OUT STEALING HORSES by Per Petterson

Posted by Jennie

Last year my favourite literary fiction was Out Stealing Horses by Per Petterson. It takes place in Norway and gives us a man's life, how everything changed when he was fifteen and out stealing horses, and how that change echoes in his old age. It's a simple story, quiet and intense at once.

--Review by Ken Worpole on 31/05/2006

This fine novel, translated by Anne Born, was the surprise winner of the 2006 Independent Foreign Fiction Prize and it really is a book to cherish and remember.

Out Stealing Horses eschews the knowing realism of much contemporary fiction in favour of the episodic ebb and flow of the "unending conversation" in the mind of the narrator, as he looks back upon a series of traumatic war-time incidents in the past, and in the face of approaching old age. The narrator, Trond, has returned, following the death of his second wife, to a remote settlement in Norway where he and his family spent their childhood holidays under German occupation. Not only do old faces re-appear, but he has to try to finally understand the familial and political betrayals of that bitter period of resistance and collaboration, and the breaking of families.

The detail of the daily round of wood-chopping, shopping, cooking, dog-walking and immersion in the life of the forest of an ageing widower is beautifully achieved. There is also the occasional drink with a neighbour, and a nightly reading of Dickens, the novelist whose work shaped the imagination of the young Norwegian who, like David Copperfield, desperately hoped to become the hero of his own life. That question overshadows the whole novel: did he achieve this heroic role?
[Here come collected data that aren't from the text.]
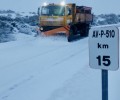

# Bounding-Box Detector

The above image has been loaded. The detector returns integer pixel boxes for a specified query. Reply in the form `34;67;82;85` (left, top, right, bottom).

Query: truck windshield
41;5;65;16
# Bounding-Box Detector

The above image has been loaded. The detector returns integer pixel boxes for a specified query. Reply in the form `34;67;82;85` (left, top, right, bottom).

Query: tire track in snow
0;44;67;71
0;38;88;100
0;75;34;100
0;42;69;99
0;37;85;71
0;45;69;98
0;44;88;98
0;46;88;100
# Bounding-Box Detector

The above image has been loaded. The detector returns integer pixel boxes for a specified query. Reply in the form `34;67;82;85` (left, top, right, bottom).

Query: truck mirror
38;7;40;15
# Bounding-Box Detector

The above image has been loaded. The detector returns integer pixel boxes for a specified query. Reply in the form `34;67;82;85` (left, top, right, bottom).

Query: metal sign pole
102;70;108;100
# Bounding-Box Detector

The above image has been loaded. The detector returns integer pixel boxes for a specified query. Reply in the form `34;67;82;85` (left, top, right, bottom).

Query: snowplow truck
38;3;93;42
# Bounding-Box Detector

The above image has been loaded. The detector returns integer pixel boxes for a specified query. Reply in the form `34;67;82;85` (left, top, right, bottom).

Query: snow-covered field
0;27;120;100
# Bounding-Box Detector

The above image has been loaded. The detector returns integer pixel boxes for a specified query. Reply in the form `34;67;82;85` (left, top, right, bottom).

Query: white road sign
89;26;119;71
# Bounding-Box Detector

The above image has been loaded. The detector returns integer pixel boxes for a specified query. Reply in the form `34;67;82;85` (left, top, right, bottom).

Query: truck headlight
40;27;43;31
43;2;48;6
60;1;65;6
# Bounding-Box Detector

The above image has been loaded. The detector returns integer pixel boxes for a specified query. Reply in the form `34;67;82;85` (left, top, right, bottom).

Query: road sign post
89;26;119;100
102;70;108;100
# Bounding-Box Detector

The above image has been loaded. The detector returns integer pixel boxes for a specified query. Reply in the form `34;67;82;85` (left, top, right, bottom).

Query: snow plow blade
42;26;70;36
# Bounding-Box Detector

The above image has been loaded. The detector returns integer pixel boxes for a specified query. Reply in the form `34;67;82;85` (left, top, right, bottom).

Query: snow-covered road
0;30;119;100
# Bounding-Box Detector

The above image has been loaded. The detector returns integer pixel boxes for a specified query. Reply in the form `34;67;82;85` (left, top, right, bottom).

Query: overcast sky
0;0;119;15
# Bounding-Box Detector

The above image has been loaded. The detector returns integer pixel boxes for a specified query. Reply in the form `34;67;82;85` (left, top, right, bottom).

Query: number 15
96;55;111;66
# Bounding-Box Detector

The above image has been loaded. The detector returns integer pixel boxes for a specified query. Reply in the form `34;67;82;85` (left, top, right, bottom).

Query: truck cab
38;3;72;32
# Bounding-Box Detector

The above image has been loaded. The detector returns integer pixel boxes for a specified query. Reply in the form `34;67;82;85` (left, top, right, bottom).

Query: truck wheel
84;27;89;37
67;34;73;42
80;27;89;37
69;25;77;35
68;25;77;42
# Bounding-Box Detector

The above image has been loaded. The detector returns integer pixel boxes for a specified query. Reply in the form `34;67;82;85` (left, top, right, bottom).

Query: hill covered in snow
0;10;38;42
93;14;120;26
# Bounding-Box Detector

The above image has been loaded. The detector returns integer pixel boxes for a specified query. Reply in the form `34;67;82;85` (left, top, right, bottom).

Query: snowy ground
0;27;120;100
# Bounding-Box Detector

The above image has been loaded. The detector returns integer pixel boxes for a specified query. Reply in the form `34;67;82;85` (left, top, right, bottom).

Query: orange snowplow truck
38;3;93;42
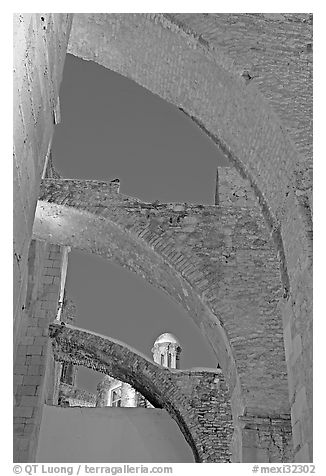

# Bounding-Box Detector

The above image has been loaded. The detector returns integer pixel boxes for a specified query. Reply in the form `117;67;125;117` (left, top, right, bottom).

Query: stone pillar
13;242;66;462
231;414;293;463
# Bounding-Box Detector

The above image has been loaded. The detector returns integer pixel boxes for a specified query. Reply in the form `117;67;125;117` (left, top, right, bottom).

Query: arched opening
50;52;227;399
64;16;312;462
34;183;290;432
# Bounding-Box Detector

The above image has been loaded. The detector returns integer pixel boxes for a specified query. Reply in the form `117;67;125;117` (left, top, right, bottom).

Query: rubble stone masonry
35;178;292;461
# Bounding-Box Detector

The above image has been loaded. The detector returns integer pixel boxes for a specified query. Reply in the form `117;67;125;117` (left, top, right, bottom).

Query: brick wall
13;241;64;462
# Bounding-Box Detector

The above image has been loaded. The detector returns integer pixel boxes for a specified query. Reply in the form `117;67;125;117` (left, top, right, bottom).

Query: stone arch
34;177;291;460
49;322;235;463
65;14;313;460
67;13;312;281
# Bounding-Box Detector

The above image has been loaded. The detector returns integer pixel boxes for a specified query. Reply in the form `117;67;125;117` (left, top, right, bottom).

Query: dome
154;333;181;346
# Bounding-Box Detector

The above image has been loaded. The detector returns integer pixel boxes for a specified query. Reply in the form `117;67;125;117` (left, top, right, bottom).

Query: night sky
52;54;229;393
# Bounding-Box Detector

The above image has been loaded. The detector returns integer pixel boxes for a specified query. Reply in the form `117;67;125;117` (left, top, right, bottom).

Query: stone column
231;414;293;463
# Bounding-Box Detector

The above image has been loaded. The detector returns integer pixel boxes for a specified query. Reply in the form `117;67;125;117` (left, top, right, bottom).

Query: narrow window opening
111;387;122;407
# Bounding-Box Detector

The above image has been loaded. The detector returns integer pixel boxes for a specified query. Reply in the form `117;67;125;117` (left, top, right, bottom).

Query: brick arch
49;322;235;463
66;13;313;460
34;178;291;460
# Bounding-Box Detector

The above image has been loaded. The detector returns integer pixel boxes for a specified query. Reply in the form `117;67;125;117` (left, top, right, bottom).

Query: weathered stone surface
35;178;289;421
13;13;72;354
48;322;234;463
58;382;96;407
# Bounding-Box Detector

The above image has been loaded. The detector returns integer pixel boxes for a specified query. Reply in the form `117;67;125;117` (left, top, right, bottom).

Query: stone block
15;356;27;366
14;424;25;435
14;406;34;418
13;374;24;385
27;345;43;355
21;385;37;396
24;423;35;435
20;336;35;345
242;446;269;463
30;355;44;365
16;345;28;356
33;337;48;346
23;375;42;385
27;365;41;375
41;300;57;310
20;395;39;407
14;365;28;375
26;327;43;337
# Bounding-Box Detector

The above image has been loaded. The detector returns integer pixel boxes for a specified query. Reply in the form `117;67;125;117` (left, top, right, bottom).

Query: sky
52;54;229;393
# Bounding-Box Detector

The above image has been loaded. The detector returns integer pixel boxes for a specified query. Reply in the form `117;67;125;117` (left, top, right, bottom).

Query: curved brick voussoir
48;322;233;462
35;178;289;423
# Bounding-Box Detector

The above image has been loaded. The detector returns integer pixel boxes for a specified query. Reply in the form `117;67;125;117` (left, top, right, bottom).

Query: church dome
154;333;181;346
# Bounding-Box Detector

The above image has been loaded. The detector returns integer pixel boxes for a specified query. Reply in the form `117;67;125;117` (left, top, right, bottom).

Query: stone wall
13;13;72;354
13;241;65;462
58;382;96;407
67;14;312;461
35;179;289;426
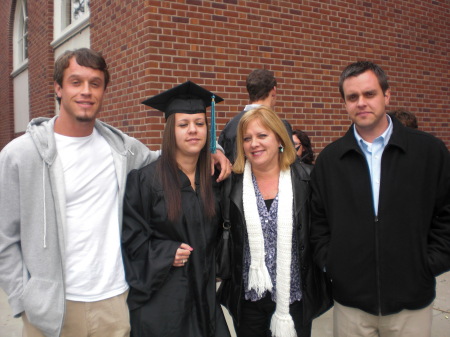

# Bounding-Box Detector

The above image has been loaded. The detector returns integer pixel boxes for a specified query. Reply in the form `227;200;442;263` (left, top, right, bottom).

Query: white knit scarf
243;161;297;337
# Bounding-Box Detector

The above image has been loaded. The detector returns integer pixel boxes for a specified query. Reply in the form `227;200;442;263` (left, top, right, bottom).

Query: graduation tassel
210;94;217;154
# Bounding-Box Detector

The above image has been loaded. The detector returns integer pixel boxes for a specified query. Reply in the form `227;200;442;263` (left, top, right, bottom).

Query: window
62;0;90;30
52;0;90;48
12;0;30;133
13;0;28;70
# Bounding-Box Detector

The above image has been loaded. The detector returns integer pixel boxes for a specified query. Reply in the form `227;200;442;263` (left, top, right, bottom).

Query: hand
211;150;232;182
173;243;193;267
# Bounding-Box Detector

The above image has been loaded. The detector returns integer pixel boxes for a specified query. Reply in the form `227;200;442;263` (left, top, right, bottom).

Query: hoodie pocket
21;277;64;336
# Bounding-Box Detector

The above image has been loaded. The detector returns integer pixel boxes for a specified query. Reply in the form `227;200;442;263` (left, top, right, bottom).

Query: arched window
12;0;30;133
13;0;28;69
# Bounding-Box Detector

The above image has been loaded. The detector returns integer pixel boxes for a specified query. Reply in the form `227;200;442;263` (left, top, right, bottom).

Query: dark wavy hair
246;69;277;102
292;130;315;165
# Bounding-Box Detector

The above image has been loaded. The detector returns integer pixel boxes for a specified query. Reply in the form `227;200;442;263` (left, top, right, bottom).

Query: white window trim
11;61;28;77
12;0;28;74
12;0;30;133
51;0;90;49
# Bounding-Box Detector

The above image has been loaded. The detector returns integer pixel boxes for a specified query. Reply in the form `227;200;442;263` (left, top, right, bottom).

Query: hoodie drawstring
42;160;47;248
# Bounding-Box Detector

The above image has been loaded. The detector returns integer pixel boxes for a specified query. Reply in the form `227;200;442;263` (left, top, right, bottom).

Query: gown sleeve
121;169;181;310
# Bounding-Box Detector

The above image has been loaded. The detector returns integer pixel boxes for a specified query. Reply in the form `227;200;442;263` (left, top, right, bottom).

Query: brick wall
0;0;14;149
27;0;55;120
90;0;450;152
1;0;449;152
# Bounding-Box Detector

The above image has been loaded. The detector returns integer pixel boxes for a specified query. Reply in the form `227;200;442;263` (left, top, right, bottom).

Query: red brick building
1;0;449;152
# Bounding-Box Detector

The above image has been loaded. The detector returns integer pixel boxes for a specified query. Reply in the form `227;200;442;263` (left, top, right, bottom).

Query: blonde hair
233;106;296;173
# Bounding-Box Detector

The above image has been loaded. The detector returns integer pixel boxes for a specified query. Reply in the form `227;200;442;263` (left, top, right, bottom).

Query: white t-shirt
55;128;128;301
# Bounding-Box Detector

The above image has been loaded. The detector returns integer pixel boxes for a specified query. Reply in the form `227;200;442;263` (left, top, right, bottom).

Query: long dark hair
157;114;215;222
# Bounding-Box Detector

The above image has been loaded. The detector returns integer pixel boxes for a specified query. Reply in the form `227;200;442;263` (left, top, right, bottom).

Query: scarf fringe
248;263;273;295
270;311;297;337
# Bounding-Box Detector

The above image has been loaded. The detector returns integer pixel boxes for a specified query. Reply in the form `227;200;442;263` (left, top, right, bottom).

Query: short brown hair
339;61;389;101
246;69;277;102
54;48;110;104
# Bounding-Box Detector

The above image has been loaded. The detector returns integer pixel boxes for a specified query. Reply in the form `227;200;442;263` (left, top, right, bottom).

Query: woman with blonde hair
218;106;331;337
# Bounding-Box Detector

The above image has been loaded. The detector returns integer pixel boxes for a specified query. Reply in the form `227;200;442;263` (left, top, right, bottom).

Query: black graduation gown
122;160;230;337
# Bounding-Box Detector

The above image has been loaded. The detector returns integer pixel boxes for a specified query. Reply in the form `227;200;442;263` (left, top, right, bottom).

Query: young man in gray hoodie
0;48;230;337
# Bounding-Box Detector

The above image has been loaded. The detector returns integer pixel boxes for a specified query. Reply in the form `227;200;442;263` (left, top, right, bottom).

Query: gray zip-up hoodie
0;117;159;337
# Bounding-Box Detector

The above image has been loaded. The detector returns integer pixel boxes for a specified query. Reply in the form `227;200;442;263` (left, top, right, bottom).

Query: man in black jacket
310;61;450;337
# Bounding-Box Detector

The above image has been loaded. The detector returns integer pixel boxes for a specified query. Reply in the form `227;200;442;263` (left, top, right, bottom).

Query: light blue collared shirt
354;115;393;215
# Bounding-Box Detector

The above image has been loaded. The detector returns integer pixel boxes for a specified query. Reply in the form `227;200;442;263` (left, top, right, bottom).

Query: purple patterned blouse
243;174;302;303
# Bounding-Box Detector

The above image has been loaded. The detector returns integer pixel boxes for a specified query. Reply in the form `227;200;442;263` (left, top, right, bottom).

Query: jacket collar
337;116;407;159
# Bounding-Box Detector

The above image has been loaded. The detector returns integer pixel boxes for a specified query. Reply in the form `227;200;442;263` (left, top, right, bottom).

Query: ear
384;88;391;106
54;81;62;99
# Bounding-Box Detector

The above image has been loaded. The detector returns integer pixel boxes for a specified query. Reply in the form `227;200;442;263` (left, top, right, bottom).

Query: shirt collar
244;103;262;112
354;114;393;149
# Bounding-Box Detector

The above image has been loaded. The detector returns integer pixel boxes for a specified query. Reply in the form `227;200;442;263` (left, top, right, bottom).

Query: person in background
121;81;231;337
218;69;293;163
388;109;418;129
0;49;231;337
292;129;315;165
219;106;332;337
310;61;450;337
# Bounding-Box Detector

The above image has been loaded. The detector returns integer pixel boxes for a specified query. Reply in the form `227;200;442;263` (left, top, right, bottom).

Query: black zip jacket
310;117;450;315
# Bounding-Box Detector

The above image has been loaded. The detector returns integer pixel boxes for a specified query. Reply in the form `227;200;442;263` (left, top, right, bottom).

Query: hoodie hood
27;116;132;165
27;117;58;165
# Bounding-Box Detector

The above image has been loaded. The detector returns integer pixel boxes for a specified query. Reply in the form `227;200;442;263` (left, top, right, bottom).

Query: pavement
1;272;449;336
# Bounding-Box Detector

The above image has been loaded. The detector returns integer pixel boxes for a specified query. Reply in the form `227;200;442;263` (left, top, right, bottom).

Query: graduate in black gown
122;81;231;337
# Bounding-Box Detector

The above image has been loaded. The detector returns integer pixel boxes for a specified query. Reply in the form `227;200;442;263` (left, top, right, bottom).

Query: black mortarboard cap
142;81;224;120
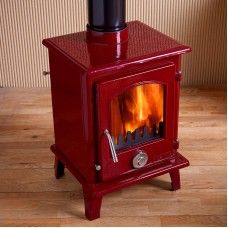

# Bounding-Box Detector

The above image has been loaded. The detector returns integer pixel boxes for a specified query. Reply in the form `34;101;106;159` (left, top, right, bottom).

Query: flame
110;84;164;144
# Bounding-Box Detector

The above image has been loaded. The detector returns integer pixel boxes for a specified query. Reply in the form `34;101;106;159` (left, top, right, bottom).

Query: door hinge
173;139;179;149
175;71;182;81
95;164;101;171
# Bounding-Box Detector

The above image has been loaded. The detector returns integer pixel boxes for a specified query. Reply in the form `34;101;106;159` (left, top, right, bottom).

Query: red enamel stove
43;0;191;220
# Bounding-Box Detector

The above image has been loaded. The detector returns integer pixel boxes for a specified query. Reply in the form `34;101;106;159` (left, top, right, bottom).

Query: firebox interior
110;83;164;150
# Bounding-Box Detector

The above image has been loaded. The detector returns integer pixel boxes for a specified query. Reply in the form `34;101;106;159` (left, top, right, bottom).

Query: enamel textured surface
43;21;191;71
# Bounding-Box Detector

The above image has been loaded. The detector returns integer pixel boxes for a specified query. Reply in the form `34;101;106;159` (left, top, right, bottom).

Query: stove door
96;62;176;181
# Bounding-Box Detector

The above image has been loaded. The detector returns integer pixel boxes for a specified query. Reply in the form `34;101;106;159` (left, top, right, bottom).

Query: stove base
51;145;189;220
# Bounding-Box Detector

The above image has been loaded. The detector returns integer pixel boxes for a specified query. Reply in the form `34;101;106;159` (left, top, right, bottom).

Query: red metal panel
48;48;96;183
96;62;176;181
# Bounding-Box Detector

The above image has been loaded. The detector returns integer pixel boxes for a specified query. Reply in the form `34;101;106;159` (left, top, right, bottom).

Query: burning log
113;121;164;150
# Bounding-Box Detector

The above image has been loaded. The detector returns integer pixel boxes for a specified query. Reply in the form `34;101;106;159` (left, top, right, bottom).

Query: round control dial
132;150;148;169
Tragedy and epiphany recur in equal parts, though the deep forest interiors seem to absorb all of human hope and suffering. In his childhood Trond remembers the milkmaids singing the cows home every evening just as vividly as the presence of the Germans and the secretive night-time manoeuvres of local partisans. However, there was one terrible incident involving the accidental shooting of a child by its twin brother, that provides the fulcrum of the novel, and seems to instigate a pattern of family ruptures that marks the lives of nearly all of the male characters we meet. The narrator, like his father before him, and his best friend, at some point in his life walks out on his family, never to return or even maintain contact. Going missing seems to be the price men under stress have to pay in these taciturn, unforgiving times and places.

There is salvation in this world through physical labour. The scenes of harvesting and tree-felling (and the subsequent rolling of the trees into the river to be manoeuvred downstream to the sawmills) are imbued with a Tolstoyan love and deep nostalgia. If these days are happily foreshortened by the blue hour of dusk "when everything draws closer", so too are the final days and months of the narrator as he slowly untangles the mysteries of childhood; the threads of fragmented family and village relationships are gathered in again, and finally understood.

Don't be put off by the title and its unfortunate echoes of Cormac McCarthy's overly poeticised All the Pretty Horses, nor the jacket photograph of the author in full horse-whispering mode. Inside is the real thing, a novel artfully conveying a profound sense of time passing, the consolations of landscape, and a prose style and folded-in geology that makes every sentence do the work of ten.